– Сейчас на кроватях, на которых спали мои дети, спят какие-то офицеры, – посетовала Роза в тот день, когда переселилась в дом, где жили Паулина, Марие и я. С собой она принесла только несколько фотографий и кое-какую одежду. Так что теперь мы, четыре сестры, живем вместе в одном доме, как раньше.
– Ты меня слушаешь? Нас бросят в могилу, – повысила голос Паулина.
– Ты каждую ночь рассказываешь мне одно и то же, – не выдержала я.
– И ты все равно ничего не делаешь.
– А что я могу сделать?
– Можешь пойти к Зигмунду и убедить его достать для нас визы.
– И куда мы поедем?
– В Нью-Йорк, – ответила Паулина. В Нью-Йорке жила ее дочь. – Ты знаешь, что Беатриса волнуется за нас.
Проснулись мы около полудня; я взяла Паулину под руку, и мы отправились прогуляться. Мы медленно шли по тротуару, когда мимо проехало несколько грузовиков. Они остановились, на улицу выскочили солдаты и затолкали нас в один из автомобилей. Внутри было уже полно перепуганных людей.
– Нас везут на смерть, – сказала моя сестра.
– Нет, вас везут в парк, чтобы немного позабавиться, – рассмеялся один из солдат, услышавший ее слова.

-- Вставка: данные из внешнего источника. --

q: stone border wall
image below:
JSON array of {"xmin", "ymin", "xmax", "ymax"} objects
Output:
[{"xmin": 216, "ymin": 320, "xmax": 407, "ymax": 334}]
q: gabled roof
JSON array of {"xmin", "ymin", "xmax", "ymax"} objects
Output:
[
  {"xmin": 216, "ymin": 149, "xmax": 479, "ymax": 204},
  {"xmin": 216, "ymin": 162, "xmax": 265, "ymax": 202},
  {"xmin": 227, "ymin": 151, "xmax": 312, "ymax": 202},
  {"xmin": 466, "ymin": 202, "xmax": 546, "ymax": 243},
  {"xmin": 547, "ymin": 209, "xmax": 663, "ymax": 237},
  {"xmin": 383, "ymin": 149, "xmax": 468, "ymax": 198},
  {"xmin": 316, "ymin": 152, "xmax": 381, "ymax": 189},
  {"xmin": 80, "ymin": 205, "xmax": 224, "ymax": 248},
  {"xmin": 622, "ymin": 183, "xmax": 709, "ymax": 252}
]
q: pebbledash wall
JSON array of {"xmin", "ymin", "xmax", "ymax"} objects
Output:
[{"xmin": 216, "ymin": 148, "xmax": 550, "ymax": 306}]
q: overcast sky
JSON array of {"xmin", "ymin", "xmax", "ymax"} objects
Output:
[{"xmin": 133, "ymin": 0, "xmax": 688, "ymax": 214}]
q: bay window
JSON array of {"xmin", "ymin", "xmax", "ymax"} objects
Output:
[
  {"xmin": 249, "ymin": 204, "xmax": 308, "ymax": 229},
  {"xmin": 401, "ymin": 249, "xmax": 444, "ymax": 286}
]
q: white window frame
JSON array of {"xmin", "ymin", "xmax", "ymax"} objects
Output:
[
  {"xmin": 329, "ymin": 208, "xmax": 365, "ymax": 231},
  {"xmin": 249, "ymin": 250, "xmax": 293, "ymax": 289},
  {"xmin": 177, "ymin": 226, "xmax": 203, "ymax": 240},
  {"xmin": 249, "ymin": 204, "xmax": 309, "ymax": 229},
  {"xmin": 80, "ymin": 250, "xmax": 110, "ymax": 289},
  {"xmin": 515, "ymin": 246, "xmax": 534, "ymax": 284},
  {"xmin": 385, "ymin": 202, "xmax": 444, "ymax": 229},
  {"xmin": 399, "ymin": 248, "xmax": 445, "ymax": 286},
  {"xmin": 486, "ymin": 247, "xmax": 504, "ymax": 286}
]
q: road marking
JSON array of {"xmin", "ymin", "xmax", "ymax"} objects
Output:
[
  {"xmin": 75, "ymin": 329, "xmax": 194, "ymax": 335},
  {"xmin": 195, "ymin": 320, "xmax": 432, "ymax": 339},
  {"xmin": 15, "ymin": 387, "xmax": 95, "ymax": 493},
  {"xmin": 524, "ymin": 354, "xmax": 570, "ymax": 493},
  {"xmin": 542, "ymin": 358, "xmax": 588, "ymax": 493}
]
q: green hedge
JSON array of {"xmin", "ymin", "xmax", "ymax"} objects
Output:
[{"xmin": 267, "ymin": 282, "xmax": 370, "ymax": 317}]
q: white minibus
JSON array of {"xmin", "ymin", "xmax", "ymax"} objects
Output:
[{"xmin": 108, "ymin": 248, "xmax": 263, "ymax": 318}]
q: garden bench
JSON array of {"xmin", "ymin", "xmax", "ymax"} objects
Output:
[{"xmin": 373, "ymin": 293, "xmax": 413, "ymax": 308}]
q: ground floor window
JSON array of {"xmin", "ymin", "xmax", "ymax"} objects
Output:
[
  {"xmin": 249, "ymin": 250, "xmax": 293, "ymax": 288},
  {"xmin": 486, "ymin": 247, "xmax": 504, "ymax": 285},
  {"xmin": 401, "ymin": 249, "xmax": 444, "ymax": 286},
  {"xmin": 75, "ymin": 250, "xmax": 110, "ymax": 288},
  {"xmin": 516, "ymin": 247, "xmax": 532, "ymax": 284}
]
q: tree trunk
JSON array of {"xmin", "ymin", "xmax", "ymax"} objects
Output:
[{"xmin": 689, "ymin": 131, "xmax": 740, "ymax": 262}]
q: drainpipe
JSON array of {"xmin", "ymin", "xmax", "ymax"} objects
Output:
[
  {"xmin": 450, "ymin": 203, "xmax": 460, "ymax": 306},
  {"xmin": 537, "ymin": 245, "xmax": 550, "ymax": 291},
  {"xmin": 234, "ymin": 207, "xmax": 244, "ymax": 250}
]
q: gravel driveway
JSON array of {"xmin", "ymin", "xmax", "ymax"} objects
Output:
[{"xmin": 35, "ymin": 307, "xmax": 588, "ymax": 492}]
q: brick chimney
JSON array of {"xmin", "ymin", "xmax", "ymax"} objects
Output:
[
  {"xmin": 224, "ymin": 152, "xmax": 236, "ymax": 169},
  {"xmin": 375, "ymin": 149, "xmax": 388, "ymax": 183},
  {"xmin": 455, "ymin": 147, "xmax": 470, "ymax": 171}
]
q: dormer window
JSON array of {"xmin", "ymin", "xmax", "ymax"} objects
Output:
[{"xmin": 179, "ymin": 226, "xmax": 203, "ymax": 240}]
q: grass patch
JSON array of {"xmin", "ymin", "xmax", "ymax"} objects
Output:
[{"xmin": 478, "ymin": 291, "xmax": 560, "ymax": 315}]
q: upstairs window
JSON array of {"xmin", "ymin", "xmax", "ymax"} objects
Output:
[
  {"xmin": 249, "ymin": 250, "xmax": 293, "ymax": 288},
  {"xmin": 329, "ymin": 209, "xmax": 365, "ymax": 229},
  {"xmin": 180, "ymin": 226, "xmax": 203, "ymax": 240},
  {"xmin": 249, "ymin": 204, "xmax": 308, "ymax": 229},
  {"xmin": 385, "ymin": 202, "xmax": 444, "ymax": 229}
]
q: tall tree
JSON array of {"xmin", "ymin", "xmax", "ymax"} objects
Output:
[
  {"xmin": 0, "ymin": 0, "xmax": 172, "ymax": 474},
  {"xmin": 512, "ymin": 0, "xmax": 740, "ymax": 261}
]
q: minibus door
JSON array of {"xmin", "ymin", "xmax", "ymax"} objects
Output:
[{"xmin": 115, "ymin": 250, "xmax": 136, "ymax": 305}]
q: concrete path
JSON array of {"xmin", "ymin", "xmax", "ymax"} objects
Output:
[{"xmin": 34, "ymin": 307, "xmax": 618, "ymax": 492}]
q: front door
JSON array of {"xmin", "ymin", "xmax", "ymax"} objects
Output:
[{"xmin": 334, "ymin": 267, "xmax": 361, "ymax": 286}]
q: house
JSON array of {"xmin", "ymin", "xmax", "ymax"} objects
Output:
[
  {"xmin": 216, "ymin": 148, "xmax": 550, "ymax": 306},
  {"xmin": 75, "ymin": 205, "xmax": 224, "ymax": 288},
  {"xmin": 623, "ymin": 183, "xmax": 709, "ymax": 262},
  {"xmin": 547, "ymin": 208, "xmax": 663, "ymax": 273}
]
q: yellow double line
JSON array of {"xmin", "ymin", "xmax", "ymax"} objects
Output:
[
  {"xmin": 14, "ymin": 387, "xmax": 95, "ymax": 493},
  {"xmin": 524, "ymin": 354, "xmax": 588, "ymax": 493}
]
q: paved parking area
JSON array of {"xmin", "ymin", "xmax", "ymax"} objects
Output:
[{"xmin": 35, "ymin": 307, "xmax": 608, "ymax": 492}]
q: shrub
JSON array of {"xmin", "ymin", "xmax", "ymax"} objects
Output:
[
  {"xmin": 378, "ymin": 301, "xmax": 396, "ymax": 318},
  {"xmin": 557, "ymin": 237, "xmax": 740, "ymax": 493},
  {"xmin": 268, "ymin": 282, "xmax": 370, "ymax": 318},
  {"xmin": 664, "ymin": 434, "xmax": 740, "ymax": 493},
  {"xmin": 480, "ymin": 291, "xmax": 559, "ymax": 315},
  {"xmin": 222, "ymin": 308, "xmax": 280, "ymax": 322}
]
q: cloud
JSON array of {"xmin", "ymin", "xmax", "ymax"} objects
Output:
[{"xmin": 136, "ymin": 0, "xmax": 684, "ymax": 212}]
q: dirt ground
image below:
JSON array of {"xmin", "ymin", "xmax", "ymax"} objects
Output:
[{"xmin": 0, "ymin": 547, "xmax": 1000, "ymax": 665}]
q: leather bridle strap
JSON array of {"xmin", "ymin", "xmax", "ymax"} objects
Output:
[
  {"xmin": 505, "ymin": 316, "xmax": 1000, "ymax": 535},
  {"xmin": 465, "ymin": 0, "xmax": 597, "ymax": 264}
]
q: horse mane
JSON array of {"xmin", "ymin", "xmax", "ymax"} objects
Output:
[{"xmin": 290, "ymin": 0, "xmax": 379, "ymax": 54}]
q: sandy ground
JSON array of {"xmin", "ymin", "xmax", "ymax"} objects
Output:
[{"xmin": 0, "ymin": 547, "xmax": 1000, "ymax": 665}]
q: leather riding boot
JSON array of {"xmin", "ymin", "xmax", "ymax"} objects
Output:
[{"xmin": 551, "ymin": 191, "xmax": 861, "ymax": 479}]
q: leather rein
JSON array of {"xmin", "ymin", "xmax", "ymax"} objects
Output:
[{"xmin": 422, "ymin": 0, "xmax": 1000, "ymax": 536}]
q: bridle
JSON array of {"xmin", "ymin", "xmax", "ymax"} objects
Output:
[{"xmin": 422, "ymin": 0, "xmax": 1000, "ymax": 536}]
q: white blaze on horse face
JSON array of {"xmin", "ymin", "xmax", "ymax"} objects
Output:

Автомобили кружили по еврейскому кварталу, в котором мы жили, и время от времени останавливались для того, чтобы подобрать еще людей. Потом нас действительно отвезли в парк, в Пратер, вытолкали из грузовиков и заставили бегать, приседать, прыгать, а ведь почти все мы были старыми и немощными. Когда мы падали от усталости, солдаты пинали нас по ребрам. Все это время я держала Паулину за руку.
– Пощадите хотя бы мою сестру. Она слепая, – наконец попросила я солдат.
– Слепая?! – засмеялись они. – Вот потеха-то будет!
Они заставили сестру идти одну, связав ей за спиной руки, чтобы она не могла двигаться на ощупь, и Паулина шла, пока не наткнулась на дерево и не упала. Я подбежала к ней, опустилась на колени и стерла с ее лица грязь и кровь, которая текла из раны на лбу. Солдаты смеялись: в их голосах слышались сладкая беззаботность и кислое наслаждение при виде чужой боли. Потом нас отвели к границе парка, выстроили в ряд и нацелили на нас ружья.
– Повернитесь! – приказали нам.
Мы повернулись спиной к дулам.
– А теперь бегите что есть мочи, если хотите жить! – выкрикнул кто-то из солдат, и сотни старческих ног понеслись; мы бежали, падали, вставали и снова бежали, а в спину нам летел смех, наполненный сладкой беззаботностью и кислым наслаждением при виде чужой боли.
Тот вечер Роза, Паулина, Марие и я провели в молчании. Паулина дрожала – не столько от страха за собственную жизнь, сколько от мысли, что больше никогда не увидит самого близкого человека, ту, которая появилась из ее утробы. Дети Розы и Марие умерли, а единственным следом моей так и не сложившейся семьи было побледневшее кровавое пятно на стене у кровати. Говорят, что тем, кто оставил потомков, тяжело уйти из этого мира – смерть отрывает жизнь, которую они получили, от жизни, которую дали. Паулина сидела в углу комнаты и дрожала, предчувствуя этот разрыв.
На следующий день я пошла к Зигмунду. Был полдень пятницы – время, когда Зигмунд занимался чисткой антиквариата в своем кабинете. Я хотела рассказать ему о том, что мы с Паулиной пережили вчера, но он показал мне вырезку из газеты.